SPACERITUAL wrote:odontophobia wrote:
If every Denny's Restaurant could go up in a glorious dumpster fire the world would be a better place. You'll likely find better food at a goddamn Wafflehouse.
100%
Here's the thing... Denny's becomes this late night hang out in areas where there isn't something better. I grew up in this town a few hours from Detroit. After local shows we would all go to this place called the Texan. It was basically the local version of Denny's. Even if it was kind of shitty it was superior.
Now that I'm in Grand Rapids we have a place called the Grand Coney. They serve everything under the fucking sun. Our favorite server there would often refer to one meal as "the Gary" because I would order a Chicken Tender basket with fries, two bread sticks and cottage cheese.

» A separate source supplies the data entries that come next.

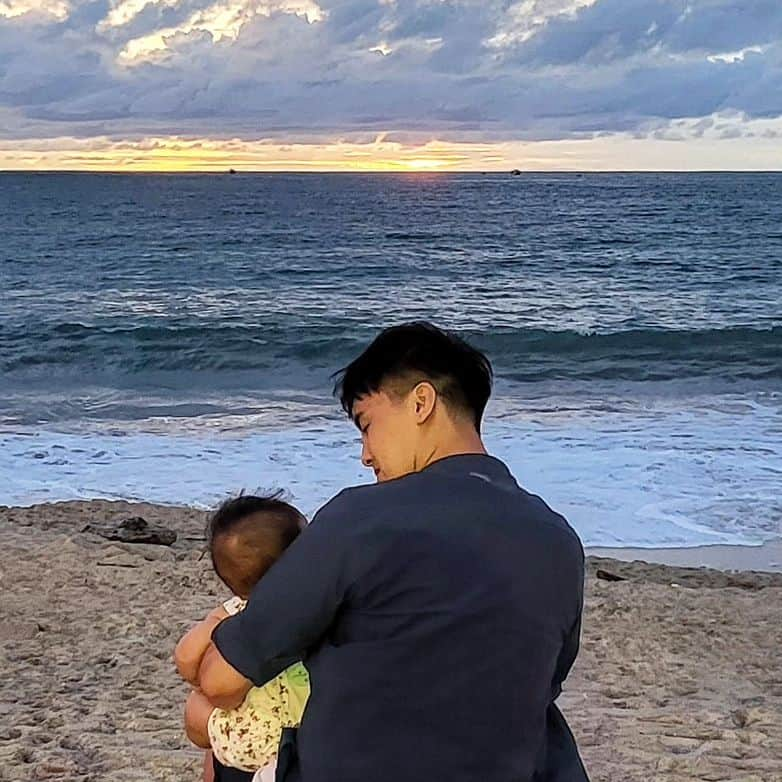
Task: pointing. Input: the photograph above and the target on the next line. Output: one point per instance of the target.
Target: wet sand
(679, 677)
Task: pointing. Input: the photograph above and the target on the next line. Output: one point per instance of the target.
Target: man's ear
(424, 399)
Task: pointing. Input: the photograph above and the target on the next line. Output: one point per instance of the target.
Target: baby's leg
(197, 711)
(209, 769)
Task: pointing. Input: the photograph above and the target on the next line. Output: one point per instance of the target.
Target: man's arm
(289, 611)
(192, 645)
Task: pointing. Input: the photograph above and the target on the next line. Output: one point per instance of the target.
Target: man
(438, 611)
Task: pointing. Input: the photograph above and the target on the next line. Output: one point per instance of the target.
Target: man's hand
(220, 682)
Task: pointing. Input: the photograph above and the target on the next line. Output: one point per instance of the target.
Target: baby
(246, 535)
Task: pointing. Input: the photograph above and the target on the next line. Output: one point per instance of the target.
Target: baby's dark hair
(247, 534)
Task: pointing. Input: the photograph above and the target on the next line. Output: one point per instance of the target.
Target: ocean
(171, 337)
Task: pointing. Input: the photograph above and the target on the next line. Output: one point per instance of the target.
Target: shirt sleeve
(293, 605)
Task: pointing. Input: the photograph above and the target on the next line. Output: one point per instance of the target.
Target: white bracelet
(234, 605)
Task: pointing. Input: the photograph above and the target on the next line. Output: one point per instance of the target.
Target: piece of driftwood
(604, 575)
(134, 530)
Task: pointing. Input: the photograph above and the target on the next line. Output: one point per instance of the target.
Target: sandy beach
(679, 677)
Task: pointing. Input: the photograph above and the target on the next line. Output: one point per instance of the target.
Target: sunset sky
(390, 84)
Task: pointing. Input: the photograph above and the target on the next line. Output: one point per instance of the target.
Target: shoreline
(763, 558)
(677, 672)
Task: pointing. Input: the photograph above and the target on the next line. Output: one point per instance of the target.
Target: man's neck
(459, 444)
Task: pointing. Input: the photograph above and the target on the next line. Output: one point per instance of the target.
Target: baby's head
(246, 536)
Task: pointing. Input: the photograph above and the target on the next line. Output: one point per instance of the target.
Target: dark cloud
(470, 68)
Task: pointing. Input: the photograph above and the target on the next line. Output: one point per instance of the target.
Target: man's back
(459, 617)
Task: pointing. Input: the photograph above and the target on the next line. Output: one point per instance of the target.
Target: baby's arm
(194, 643)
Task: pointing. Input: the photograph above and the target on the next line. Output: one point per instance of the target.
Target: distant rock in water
(134, 530)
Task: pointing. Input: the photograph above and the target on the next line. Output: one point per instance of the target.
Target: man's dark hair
(402, 356)
(260, 529)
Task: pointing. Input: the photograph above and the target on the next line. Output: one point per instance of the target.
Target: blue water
(171, 337)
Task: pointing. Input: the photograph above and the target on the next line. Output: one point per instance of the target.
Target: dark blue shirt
(438, 615)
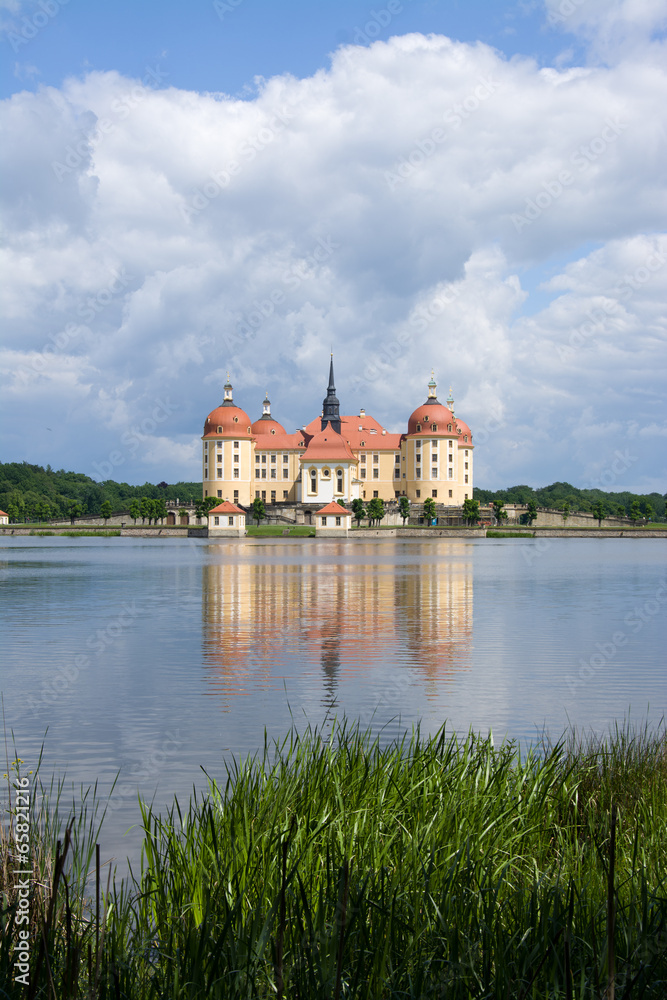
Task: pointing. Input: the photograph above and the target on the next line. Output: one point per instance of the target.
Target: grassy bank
(439, 868)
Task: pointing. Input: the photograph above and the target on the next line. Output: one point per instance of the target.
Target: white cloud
(382, 208)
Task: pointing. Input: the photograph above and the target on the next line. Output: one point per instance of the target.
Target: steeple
(266, 408)
(330, 405)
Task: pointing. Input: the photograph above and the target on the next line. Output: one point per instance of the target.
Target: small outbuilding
(333, 521)
(226, 521)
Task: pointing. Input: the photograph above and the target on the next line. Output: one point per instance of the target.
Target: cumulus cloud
(420, 203)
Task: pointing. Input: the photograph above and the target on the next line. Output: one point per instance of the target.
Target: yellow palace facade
(337, 457)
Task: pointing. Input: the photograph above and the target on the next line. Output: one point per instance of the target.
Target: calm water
(160, 658)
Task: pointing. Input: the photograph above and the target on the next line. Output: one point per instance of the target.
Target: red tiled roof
(327, 446)
(334, 508)
(234, 421)
(226, 507)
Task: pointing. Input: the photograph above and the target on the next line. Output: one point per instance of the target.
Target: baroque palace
(337, 457)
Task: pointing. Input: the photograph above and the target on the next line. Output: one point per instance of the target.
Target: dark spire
(331, 406)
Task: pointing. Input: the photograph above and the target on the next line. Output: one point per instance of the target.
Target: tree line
(33, 493)
(565, 497)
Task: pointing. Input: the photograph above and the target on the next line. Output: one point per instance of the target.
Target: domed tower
(227, 451)
(438, 452)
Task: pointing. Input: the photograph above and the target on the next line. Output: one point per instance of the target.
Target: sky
(242, 186)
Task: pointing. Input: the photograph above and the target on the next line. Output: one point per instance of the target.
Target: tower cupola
(331, 405)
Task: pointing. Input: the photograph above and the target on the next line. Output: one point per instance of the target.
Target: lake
(161, 658)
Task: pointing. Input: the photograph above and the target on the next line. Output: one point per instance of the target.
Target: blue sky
(477, 188)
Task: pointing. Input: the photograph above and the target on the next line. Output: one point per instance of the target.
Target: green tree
(429, 509)
(74, 510)
(358, 510)
(599, 512)
(499, 511)
(258, 510)
(146, 509)
(531, 512)
(647, 510)
(160, 509)
(375, 511)
(471, 511)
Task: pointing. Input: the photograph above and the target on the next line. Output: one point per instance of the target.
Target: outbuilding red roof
(334, 508)
(226, 507)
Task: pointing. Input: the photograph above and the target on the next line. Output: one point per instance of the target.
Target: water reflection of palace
(344, 613)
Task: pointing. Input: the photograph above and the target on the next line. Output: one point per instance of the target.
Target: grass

Or I would be hammered and crazy shit would happen. For instance we were there at about 2 a.m. and the place was packed. There was somebody passed out in the men's restroom so some guy went into the women's restroom and took a piss. A girl saw him and flipped the fuck out. She came running out of the bathroom with her pants undone. She was screaming, "Michael! Michael! There's a man in the bathroom." Her boyfriend was this six foot something guy who was acting hard as fuck. He was grunting like some kind of primate while she yelped "Call the police, call the police." The whole place got really quiet and the man asked, "You gonna call the police?" One of the cooks, probably flipping a few sunny side up eggs yells from the kitchen, "You call the fucking cops." The guy lost his shit and was screaming for the cook to step outside. It was awesome.
Being drunk at shitty local diners is about the best thing in life.